Due giorni fa la polizia turca si è recata a casa di Narin e l’ha tratta in arresto.
L’accusa? “Offesa allo stato”, per aver dato “una cattiva immagine della Turchia” a giornalisti stranieri. Inoltre si accusa la donna di aver conservato sul suo cellulare, che fu sequestrato in quell’occasione, una fotografia che la immortalava nella città di Kobane, nel Kurdistan siriano, e per questo di essere “membro delle Ypg”, ossia delle unità di protezione popolare curde in Siria considerate dal governo turco a loro volta organizzazione terroristica.

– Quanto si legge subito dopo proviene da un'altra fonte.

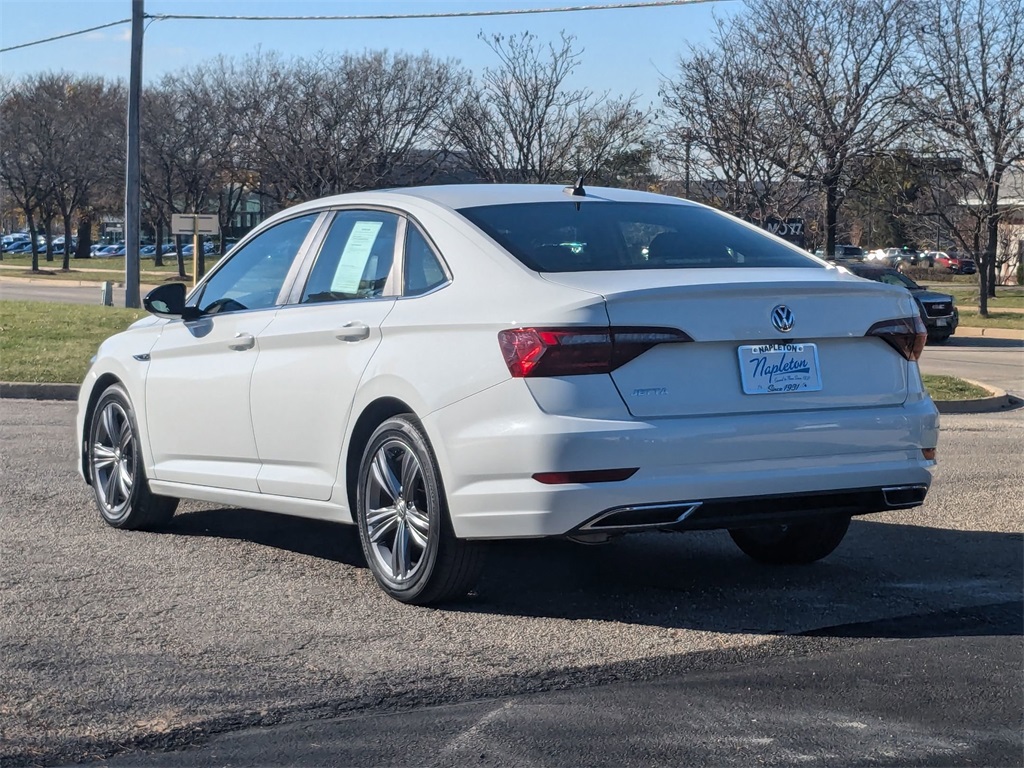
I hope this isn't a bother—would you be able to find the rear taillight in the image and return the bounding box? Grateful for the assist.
[865,315,928,360]
[498,328,693,379]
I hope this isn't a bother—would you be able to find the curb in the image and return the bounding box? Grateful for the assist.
[952,326,1024,340]
[0,379,1024,414]
[935,379,1024,414]
[0,381,79,400]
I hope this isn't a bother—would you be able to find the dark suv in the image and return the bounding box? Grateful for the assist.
[844,264,959,344]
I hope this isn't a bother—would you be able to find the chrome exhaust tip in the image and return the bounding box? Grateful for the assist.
[882,485,928,509]
[579,502,703,531]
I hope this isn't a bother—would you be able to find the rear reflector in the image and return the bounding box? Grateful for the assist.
[534,467,639,485]
[864,314,928,360]
[498,328,693,378]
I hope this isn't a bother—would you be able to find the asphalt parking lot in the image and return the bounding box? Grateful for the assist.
[0,400,1024,765]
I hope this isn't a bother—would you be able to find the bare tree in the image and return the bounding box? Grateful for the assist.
[38,75,126,271]
[721,0,913,259]
[141,65,233,278]
[231,51,468,206]
[662,20,810,221]
[911,0,1024,315]
[449,33,649,183]
[0,78,53,272]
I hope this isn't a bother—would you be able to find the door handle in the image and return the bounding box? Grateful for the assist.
[334,321,370,341]
[227,333,256,352]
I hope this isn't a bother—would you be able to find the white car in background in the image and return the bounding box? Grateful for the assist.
[78,184,938,604]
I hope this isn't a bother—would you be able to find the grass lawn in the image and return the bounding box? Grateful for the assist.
[921,374,991,400]
[0,300,147,384]
[931,284,1024,311]
[0,300,1003,400]
[0,254,220,283]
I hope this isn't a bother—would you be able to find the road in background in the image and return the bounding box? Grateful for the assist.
[921,336,1024,397]
[0,400,1024,766]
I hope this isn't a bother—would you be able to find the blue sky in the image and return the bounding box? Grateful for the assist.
[0,0,739,103]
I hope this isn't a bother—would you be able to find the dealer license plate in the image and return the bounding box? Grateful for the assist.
[738,344,821,394]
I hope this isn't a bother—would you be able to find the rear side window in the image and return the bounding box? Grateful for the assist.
[459,200,824,272]
[302,211,398,303]
[402,223,447,296]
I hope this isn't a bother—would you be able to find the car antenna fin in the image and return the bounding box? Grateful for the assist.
[562,173,587,198]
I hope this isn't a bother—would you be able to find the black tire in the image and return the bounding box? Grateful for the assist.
[87,384,178,530]
[729,516,850,564]
[354,415,483,605]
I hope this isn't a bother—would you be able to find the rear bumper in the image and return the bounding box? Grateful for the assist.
[423,381,938,539]
[577,485,928,534]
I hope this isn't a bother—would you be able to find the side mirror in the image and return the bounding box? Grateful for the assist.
[142,283,202,321]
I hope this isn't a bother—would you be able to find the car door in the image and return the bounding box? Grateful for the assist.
[145,213,319,492]
[252,209,404,501]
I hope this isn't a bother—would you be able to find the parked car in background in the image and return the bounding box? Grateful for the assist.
[76,184,938,604]
[929,251,978,274]
[814,244,864,261]
[846,264,959,344]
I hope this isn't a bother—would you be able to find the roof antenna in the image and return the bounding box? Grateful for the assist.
[562,173,587,198]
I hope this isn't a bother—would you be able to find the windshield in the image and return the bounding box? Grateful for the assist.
[459,200,825,272]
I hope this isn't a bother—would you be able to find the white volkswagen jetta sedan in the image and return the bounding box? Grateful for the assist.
[78,184,938,604]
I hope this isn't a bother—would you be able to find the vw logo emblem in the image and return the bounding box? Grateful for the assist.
[771,304,794,333]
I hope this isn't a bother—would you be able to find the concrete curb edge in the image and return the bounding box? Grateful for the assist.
[0,381,79,400]
[0,379,1024,414]
[935,377,1024,414]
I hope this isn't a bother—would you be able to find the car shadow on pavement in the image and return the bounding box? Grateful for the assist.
[464,519,1024,637]
[157,509,1024,637]
[163,508,367,567]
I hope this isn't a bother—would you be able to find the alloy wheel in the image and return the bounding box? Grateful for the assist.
[92,400,137,518]
[365,439,430,584]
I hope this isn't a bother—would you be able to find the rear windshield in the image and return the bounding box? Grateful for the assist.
[459,200,824,272]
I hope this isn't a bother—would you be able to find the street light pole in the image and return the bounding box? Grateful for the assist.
[125,0,144,308]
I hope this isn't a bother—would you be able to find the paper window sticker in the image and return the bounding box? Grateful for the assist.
[331,221,384,293]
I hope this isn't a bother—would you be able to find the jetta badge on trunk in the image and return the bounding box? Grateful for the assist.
[771,304,794,333]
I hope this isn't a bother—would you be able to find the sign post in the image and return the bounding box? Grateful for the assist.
[171,213,220,288]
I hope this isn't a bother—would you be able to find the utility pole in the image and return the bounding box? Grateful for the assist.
[125,0,144,308]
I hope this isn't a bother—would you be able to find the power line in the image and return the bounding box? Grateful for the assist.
[0,0,729,53]
[0,18,131,53]
[146,0,727,22]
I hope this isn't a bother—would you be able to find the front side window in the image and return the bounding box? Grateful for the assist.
[302,211,398,303]
[189,213,319,314]
[459,201,824,272]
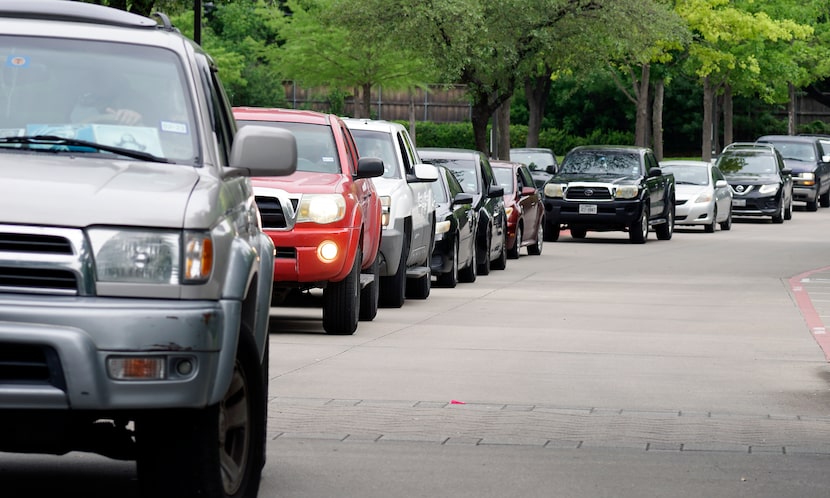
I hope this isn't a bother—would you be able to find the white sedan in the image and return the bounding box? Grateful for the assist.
[660,160,732,233]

A quanto ci risulta invece Narin Capan vive a Silvan e non è membro di alcuna organizzazione politica in Siria, tantomeno le Ypg, sulla cui definizione come “organizzazione terroristica” esiste tra l’altro una controversia internazionale, visto che gli Stati Uniti, ad esempio, le considerano il movimento democratico che più di ogni altro sta combattendo l’Isis sul fronte siriano e si coordinano con esse sul piano militare.
Il nostro sospetto è che Narin paghi il fatto di aver fornito aiuto a dei corrispondenti stranieri nello svolgere il loro lavoro di giornalisti, in un Paese che spesso ha mostrato di mal tollerare l’informazione su ciò che accade al suo interno. Questo fatto, al nostro avviso grave visto che Narin è tutt’ora in carcere e rischia una condanna pesantissima, mostra ancora una volta come la libertà di stampa in Turchia sia ad oggi calpestata.
Non sono bastati gli arresti (peraltro dichiarati illegali dalla corte suprema turca) di giornalisti, troppo critici verso il presidente Erdogan, la chiusura di testate di rilevanza nazionale e le accuse di propaganda terroristica verso migliaia di intellettuali turchi e internazionali (tra cui Immanuel Wallerstein e Noam Chomski).
Adesso anche comuni cittadini finiscono in manette per aver semplicemente aiutato per mezza giornata dei giornalisti italiani a volgere il loro compito. Addirittura nel caso di Narin Capan, facendo il proprio lavoro, quello di dipendente del comune di residenza che mostra la propria città a visitatori stranieri.
Se a Silvan, prima delle elezioni, alcuni quartieri erano occlusi da barricate a causa dei conflitti che interessano il Paese, ciò non era certo responsabilità di Narin Capan, né del nostro corrispondente o del suo collaboratore.
La redazione di Nuovasocietà spera nell’immediata liberazione di Narin e invita le istituzioni italiane ed europee ad intervenire in maniera efficace affinché il governo turco rispetti la libertà di espressione e di stampa come previsto dalle norme internazionali.